本発明は、ウォームギアを用いたウォーム減速機、及び当該ウォーム減速機を用いた電動パワーステアリング装置に関するものである。
従来から、電動モータの回転力を利用してドライバのハンドル操作をアシストする電動パワーステアリング装置が用いられている。ウォームギアを用いたウォーム減速機を備える電動パワーステアリング装置では、電動モータの回転力がウォームに伝達され、ウォームホイールを回転させることでドライバのハンドル操作をアシストしている。
ところで、ウォームの歯とウォームホイールの歯との噛合部には、所定のバックラッシが存在する。

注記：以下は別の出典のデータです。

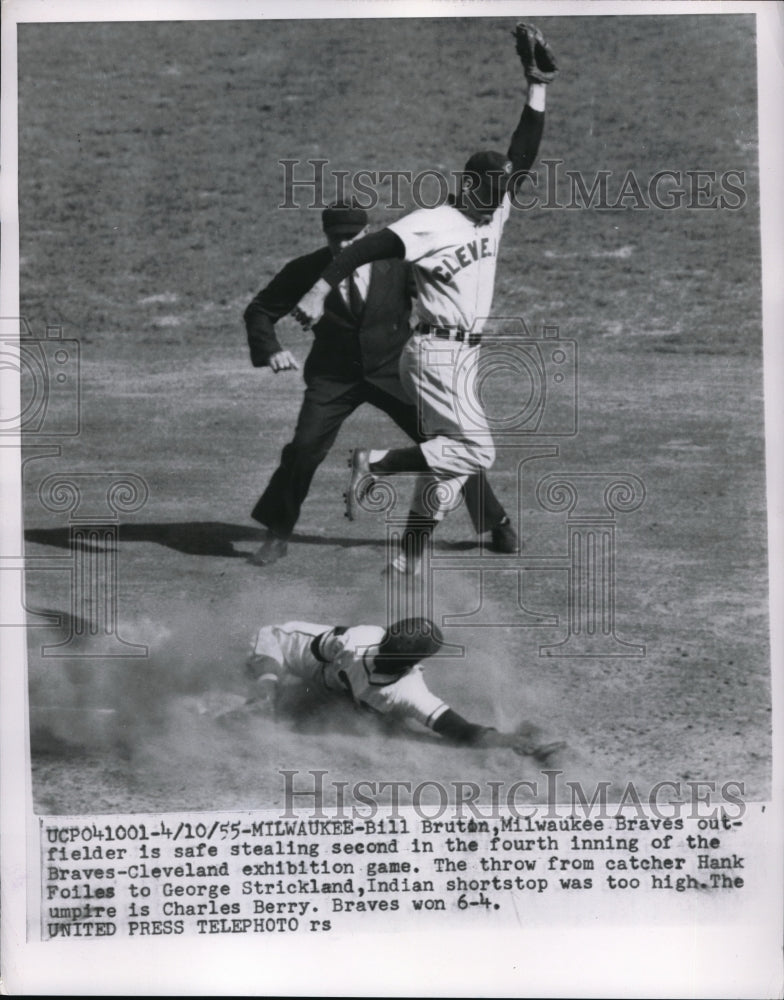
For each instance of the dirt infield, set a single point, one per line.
(149, 203)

そのため、例えば、路面から車輪への逆入力がウォームホイールに伝達された場合には、停止しているウォームに対してウォームホイールが回転し、各々の歯の間で歯打ち音(ラトル音)が発生するおそれがある。
特許文献1には、ウォームホイールの方向及びウォームホイールのアキシアル方向へ偏倚可能なウォームを備え、偏倚方向から板ばね及びコイルばねでウォームを付勢してバックラッシを低減した電動舵取装置が開示されている。
特開2001−108025号公報
しかしながら、特許文献1では、ウォームとウォームホイールとの軸間距離を小さくする方向に付勢するのみであるため、歯打ち音を更に低減させることが困難だった。
本発明は、上記の問題点に鑑みてなされたものであり、ウォーム減速機において、ウォームとウォームホイールとの歯打ち音を更に低減することを目的とする。

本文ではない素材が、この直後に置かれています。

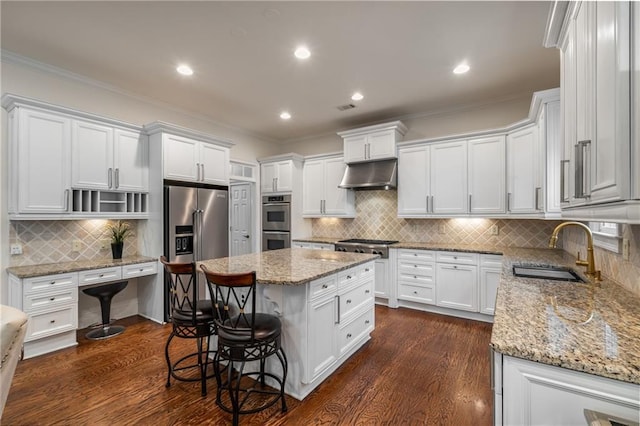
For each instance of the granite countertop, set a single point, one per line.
(593, 329)
(30, 271)
(288, 266)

本発明は、ケーシング内に収装され、軸中心に回転するウォームと、前記ウォームと噛合し、前記ウォームから伝達される回転力によって回転するウォームホイールと、を備え、前記ウォームの回転を減速して前記ウォームホイールに伝達するウォーム減速機であって、前記ウォームの一端を、前記ケーシングに支持する第1軸受と、前記ウォームの他端を、前記一端を支点として傾動可能に支持する第2軸受と、前記第2軸受を介して前記ウォームの他端を付勢しながら前記ケーシングに支持する軸受支持機構と、前記ウォームの回転時に前記ウォームの他端の傾動を規制可能なストッパと、を備え、前記軸受支持機構は、前記ウォームの他端を前記ウォームホイールに向けて付勢する第1付勢部と、前記ウォームホイールの歯に対する前記ウォームの歯の進み角が大きくなるように前記他端を付勢する第2付勢部と、を備えることを特徴とする。
本発明によれば、第1付勢部によってウォームの他端をウォームホイールに向けて付勢し、また、第2付勢部によってウォームホイールの歯に対するウォームの歯の進み角が大きくなるようにウォームの他端を付勢することで、各々の歯の間に発生するバックラッシを低減できる。よって、ウォームとウォームホイールとの歯打ち音を低減できる。
また、ウォームからウォームホイールに駆動力が伝達され、第1付勢部及び第2付勢部の付勢力より大きな力がウォームに作用した場合には、ウォームの他端の傾動を規制可能なストッパが設けられているため、ウォームの他端の傾動は規制される。
本発明の実施の形態に係るウォーム減速機を備える電動パワーステアリング装置を示す断面図である。 (a)は、ウォーム減速機の断面図であり、(b)は、図2(a)におけるA−A線に沿う断面を示す断面図である。 (a)は、付勢部材の正面図であり、(b)は、図3(a)におけるB−B線に沿う断面を示した図であり、(c)は、図3(a)におけるC部の詳細を示した図である。 (a)は、付勢部材の変形例を示す正面図であり、(b)は、図4(a)におけるD−D線に沿う断面を示した図であり、(c)は、図4(a)におけるE−E線に沿う断面を示した図である。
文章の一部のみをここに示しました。